Corporate IT: How to Get the Most From an IT Roadmap

For over 50 years the advertising industry has proved that images are a far more effective way to get a message across that using words alone. Imagine opening a glossy magazine to find adverts that are merely a list bullet points; it’s unlikely to make anyone buy a new pair of shoes or put a downpayment on a car.

Following three simple guidelines can improve communication across IT. Senior managers that get it right can unite their teams around a common set of visual formats that make employees more engaged in their work, help them understand IT and firmwide strategy and how their role contributes to that strategy, and be able to relay that to others.

  1. Concise content: More isn’t better. The more goals, priorities, values, capabilities and competencies managers add the harder it becomes for teams to understand and plan against the parts that really matter.

    Presentations should start with a single page, visual summary of strategic drivers and the major initiatives planned to achieve those goals. You can provide more detail on subsequent pages, but if you can’t create a visual summary on a single page it’s likely your story is too complex.

  2. Consistent formats: The content of your plans and roadmaps should be agile, changing rapidly as new opportunities arise. Conversely, your visual formats should be consistent. It’s harder for audiences to understand how the content has changed if visual format keeps changing as well.

    Pick one or two formats that work well, and use them exclusively for all roadmap presentations. Resist the temptation to create a new visual for a specific point. Any benefits are likely to be outweighed by the longer-term cognitive cost of switching formats.

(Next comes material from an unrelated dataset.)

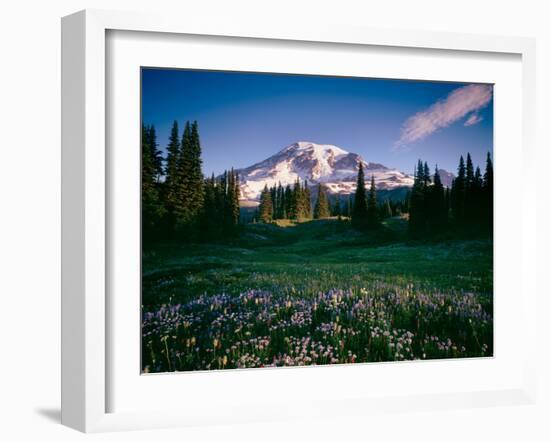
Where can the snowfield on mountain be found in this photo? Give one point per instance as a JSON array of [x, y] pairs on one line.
[[330, 165]]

  3. Adopted by teams: While leaders can shape strategy, successful implementation comes from the middle out, not the top down. Plans and roadmaps must flow both ways.

    Strategy is much more likely to be understood and internalized when teams adopt the same visuals to show how their plans support the firm level strategic drivers. That means leaders should make it easy for teams to plug into the same tools and frameworks to use in their own planning.